Last week, Santos Ltd (ASX: STO) announced the retirement of Chief Financial Officer Mr Andrew Seaton, a member of the company's management team for over 11 years, who helped steer the company through the impact of the dramatic fall in oil prices over the last three years.
Since Mr Kevin Gallagher was appointed Managing Director and Chief Executive Officer of Santos on 1 February 2016, there have been a number of senior management changes as well as the resignation of directors Ms Jane Hemstritch and Mr Ken Dean.
There's no doubt about it, Santos has been in a world of pain for the last few years and in response it has been slashing its capital expenditure to try to improve its cash flow. To illustrate the dire financial circumstances the company has found itself in, shareholders experienced a dramatic plunge in profitability from a positive 84.8 cents in earnings per share in 2011 to a negative 234.2 cents per share in 2015.
In the last 12 months though, there has been a marked improvement in the world oil price, rising to north of US$60 before falling back more recently to around US$44.
The problem for Santos is its earnings are highly dependent on the world oil price and as reassuring as the recent rally in oil from below $US30 has been, there are no guarantees that the oil price will continue to rise, and hence help save Santos shareholders from the economic funk it's currently in.
No doubt, the appointment of Mr Kevin Gallagher is a good move by the Board to ensure a fresh approach to Santos' woes is undertaken, but thinking long term, I'm not sure if Santos is a company that is well suited for long-term portfolios.
Of course, anyone who has purchased shares of Santos in the last two years may be forced into a long-term position if they're reluctant to realise a loss on their purchase, but such is the nature of investing in companies which have no control over the selling price of their key products.

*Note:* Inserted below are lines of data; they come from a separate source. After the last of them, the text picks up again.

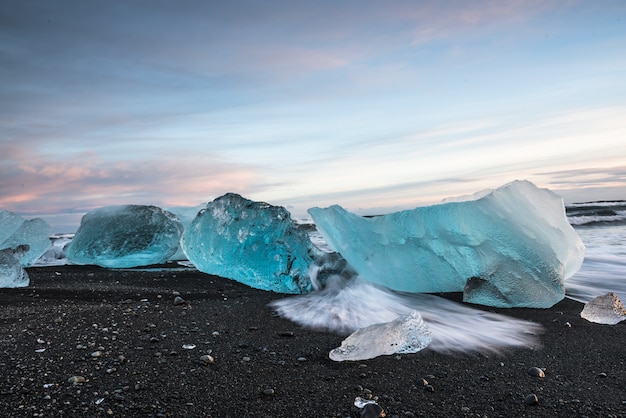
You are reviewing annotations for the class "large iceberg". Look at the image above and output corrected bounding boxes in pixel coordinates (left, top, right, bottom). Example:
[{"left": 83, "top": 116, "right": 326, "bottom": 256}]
[
  {"left": 66, "top": 205, "right": 183, "bottom": 268},
  {"left": 0, "top": 210, "right": 52, "bottom": 267},
  {"left": 309, "top": 181, "right": 584, "bottom": 308},
  {"left": 0, "top": 244, "right": 30, "bottom": 287},
  {"left": 181, "top": 193, "right": 315, "bottom": 293}
]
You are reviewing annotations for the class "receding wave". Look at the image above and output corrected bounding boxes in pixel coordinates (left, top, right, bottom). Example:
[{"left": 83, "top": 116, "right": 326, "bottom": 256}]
[{"left": 272, "top": 276, "right": 542, "bottom": 353}]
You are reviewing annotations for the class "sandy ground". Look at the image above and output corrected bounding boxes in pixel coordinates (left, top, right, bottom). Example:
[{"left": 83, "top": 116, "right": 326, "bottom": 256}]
[{"left": 0, "top": 266, "right": 626, "bottom": 417}]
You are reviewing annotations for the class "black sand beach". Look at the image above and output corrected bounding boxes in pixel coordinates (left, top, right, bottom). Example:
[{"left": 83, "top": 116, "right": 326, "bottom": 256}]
[{"left": 0, "top": 266, "right": 626, "bottom": 417}]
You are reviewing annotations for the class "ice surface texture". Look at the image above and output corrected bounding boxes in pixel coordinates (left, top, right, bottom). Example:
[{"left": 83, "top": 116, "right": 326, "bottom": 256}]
[
  {"left": 329, "top": 311, "right": 432, "bottom": 361},
  {"left": 181, "top": 193, "right": 313, "bottom": 293},
  {"left": 0, "top": 210, "right": 52, "bottom": 266},
  {"left": 0, "top": 245, "right": 30, "bottom": 287},
  {"left": 580, "top": 292, "right": 626, "bottom": 325},
  {"left": 66, "top": 205, "right": 183, "bottom": 268},
  {"left": 309, "top": 181, "right": 584, "bottom": 308}
]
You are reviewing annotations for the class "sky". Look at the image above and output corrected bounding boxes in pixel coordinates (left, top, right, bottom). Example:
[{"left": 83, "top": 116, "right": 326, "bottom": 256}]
[{"left": 0, "top": 0, "right": 626, "bottom": 232}]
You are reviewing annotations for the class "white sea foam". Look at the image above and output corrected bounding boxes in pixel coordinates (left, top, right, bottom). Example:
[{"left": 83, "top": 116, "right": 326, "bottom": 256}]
[
  {"left": 272, "top": 276, "right": 541, "bottom": 353},
  {"left": 565, "top": 224, "right": 626, "bottom": 303}
]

Thinking 12 months out, there's a possibility that oil prices will continue to fall with excess supply not expected to balance with demand until at least mid-2017 at the earliest.

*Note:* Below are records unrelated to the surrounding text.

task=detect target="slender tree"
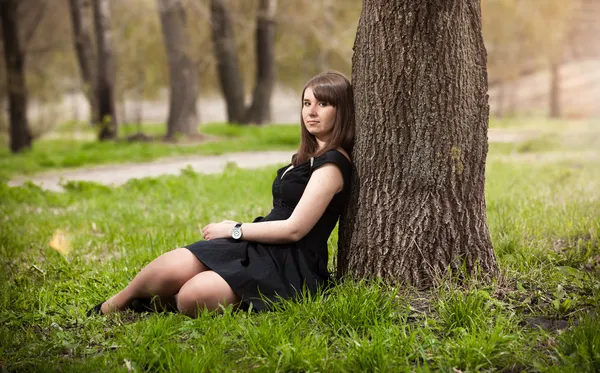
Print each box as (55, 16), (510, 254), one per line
(158, 0), (198, 139)
(211, 0), (277, 124)
(69, 0), (99, 123)
(93, 0), (118, 140)
(210, 0), (246, 123)
(0, 0), (32, 153)
(338, 0), (497, 286)
(246, 0), (277, 124)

Given this, I wouldn't buy Santos today, and for similar reasons, I'd also avoid Woodside Petroleum Limited (ASX: WPL).
I far prefer to invest in companies that have a degree of pricing power, companies far removed from the oil and gas industries, which have created products that can demonstrate true pricing power. Such companies include Cochlear Limited (ASX: COH), Bellamy's Australia Ltd (ASX: BAL) and REA Group Limited (ASX: REA). I'd recommend that anyone serious about growing their net worth over many years has these companies on their watch list.